El Consejo de Participación Ciudadana y Control Social (Cpccs) ha estado en el centro de la controversia política en Ecuador, especialmente en los últimos días, cuando el Consejo de Administración Legislativa (CAL) rechazó un nuevo pedido de juicio político contra sus miembros. Este rechazo, que se produce por segunda vez, ha generado un intenso debate sobre la validez de las firmas presentadas y la integridad del proceso legislativo.
### Contexto del Juicio Político
El juicio político es un mecanismo legal que permite a la Asamblea Nacional destituir a funcionarios públicos por razones específicas, como la falta de idoneidad o la violación de la ley. En este caso, el asambleísta Luis Molina, de la Revolución Ciudadana, presentó un pedido para enjuiciar a cinco integrantes del Cpccs, acusándolos de irregularidades en su desempeño. Sin embargo, el CAL, dominado por el movimiento Acción Democrática Nacional (ADN), argumentó que había inconsistencias en las firmas que respaldaban la solicitud, lo que llevó a su rechazo.

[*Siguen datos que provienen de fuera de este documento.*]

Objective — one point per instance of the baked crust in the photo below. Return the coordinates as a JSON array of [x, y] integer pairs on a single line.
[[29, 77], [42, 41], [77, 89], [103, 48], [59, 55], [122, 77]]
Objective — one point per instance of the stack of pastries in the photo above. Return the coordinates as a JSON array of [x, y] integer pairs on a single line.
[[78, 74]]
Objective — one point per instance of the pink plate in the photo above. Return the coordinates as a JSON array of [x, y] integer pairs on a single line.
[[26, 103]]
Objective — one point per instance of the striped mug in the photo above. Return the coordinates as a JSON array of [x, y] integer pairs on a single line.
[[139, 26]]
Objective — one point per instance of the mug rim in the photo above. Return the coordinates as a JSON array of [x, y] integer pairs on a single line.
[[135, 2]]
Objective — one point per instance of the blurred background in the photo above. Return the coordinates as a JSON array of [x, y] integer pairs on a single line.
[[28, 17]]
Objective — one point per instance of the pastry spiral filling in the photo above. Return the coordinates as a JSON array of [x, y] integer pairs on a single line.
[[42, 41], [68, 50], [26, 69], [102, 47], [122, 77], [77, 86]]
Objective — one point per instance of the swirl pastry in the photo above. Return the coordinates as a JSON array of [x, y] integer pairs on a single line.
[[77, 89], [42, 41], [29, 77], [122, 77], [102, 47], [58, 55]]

Inés Alarcón, una de las asambleístas de ADN, destacó que el pedido de juicio político no solo carecía de las firmas necesarias, sino que también planteó dudas sobre la responsabilidad de los proponentes. «Es alarmante que el señor Molina ingrese el pedido de juicio, pero él mismo no firma», afirmó Alarcón, sugiriendo que los documentos podrían haber sido firmados por asesores en lugar de los propios legisladores. Esta situación ha llevado a cuestionar la seriedad y la preparación de la Revolución Ciudadana en sus intentos de enjuiciar a los consejeros.

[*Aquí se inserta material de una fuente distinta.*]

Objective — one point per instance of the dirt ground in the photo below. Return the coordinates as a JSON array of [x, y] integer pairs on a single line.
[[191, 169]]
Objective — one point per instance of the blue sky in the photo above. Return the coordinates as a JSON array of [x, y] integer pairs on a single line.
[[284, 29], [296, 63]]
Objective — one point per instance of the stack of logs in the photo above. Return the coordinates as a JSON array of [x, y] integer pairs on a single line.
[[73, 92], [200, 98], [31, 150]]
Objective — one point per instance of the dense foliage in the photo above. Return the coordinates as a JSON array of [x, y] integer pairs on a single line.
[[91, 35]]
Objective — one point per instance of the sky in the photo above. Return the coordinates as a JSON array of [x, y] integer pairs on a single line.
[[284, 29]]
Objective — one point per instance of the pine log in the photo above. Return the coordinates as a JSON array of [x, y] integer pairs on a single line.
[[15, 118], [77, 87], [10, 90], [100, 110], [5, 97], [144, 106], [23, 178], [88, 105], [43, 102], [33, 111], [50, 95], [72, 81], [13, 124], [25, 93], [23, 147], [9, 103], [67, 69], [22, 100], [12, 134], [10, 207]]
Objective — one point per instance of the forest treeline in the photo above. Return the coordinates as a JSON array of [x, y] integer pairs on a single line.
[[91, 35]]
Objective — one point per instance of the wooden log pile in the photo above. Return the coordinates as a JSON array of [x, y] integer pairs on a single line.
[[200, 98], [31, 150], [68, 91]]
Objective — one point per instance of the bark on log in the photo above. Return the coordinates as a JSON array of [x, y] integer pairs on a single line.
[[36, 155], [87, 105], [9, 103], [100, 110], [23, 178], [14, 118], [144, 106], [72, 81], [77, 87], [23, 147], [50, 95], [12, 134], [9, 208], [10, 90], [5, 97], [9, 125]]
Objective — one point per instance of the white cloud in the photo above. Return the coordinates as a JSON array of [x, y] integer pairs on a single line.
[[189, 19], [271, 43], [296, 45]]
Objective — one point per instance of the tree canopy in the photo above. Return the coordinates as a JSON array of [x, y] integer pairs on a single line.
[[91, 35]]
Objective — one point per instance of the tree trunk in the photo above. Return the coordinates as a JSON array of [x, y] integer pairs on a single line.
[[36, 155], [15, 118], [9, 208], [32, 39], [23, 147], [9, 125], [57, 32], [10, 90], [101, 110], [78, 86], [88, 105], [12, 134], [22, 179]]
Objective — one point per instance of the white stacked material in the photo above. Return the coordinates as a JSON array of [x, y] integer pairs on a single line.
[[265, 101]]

### La Respuesta del Correísmo
A pesar del rechazo del CAL, el correísmo, liderado por Molina, no se rinde y ha anunciado su intención de presentar un tercer pedido de juicio político el próximo 27 de enero. Esta vez, el enfoque será diferente: las firmas se recogerán de manera manual, en un intento por evitar las inconsistencias que llevaron al rechazo anterior. Molina ha calificado la decisión del CAL como un «blindaje» para proteger a los miembros del Cpccs, quienes están bajo un intenso escrutinio debido a su papel en la designación de Mario Godoy como presidente del Consejo de la Judicatura.
Godoy, quien enfrenta su propio pedido de juicio político, ha sido objeto de críticas por supuestas presiones ejercidas sobre un juez para favorecer a un narcotraficante en un caso de lavado de activos. Este escándalo ha añadido una capa de complejidad a la situación, ya que la credibilidad del Cpccs y de sus decisiones está en juego. La Revolución Ciudadana ha argumentado que la designación de Godoy fue problemática desde el principio, y ahora buscan responsabilizar a los consejeros que votaron a favor de su nombramiento.
El clima político en Ecuador se ha vuelto cada vez más tenso, con acusaciones de manipulación y falta de transparencia en el proceso legislativo. La situación actual plantea preguntas sobre la efectividad del sistema de control y equilibrio en el país, así como sobre la capacidad de la Asamblea Nacional para manejar estos conflictos de manera justa y eficiente.
### Implicaciones para el Futuro
La insistencia del correísmo en presentar un nuevo pedido de juicio político podría tener varias implicaciones. En primer lugar, podría intensificar la polarización política en el país, ya que los diferentes bloques legislativos se alinean en torno a sus respectivas posiciones. Además, el hecho de que el CAL haya rechazado dos veces el pedido de juicio político podría llevar a un debilitamiento de la confianza pública en las instituciones, especialmente si la percepción es que hay un intento de proteger a ciertos funcionarios.
Por otro lado, la decisión de recoger firmas manualmente podría ser un movimiento estratégico para ganar apoyo popular y demostrar que el correísmo está dispuesto a luchar por la rendición de cuentas. Sin embargo, también existe el riesgo de que este enfoque sea visto como una táctica desesperada, lo que podría afectar negativamente la imagen del movimiento.
En resumen, la situación en torno al Cpccs y el juicio político es un reflejo de las tensiones políticas en Ecuador. A medida que se acercan las nuevas fechas para la presentación del pedido, todos los ojos estarán puestos en cómo se desarrollarán los acontecimientos y qué impacto tendrán en el futuro político del país. La capacidad de la Asamblea Nacional para manejar este tipo de conflictos será crucial para la estabilidad política y la confianza pública en las instituciones.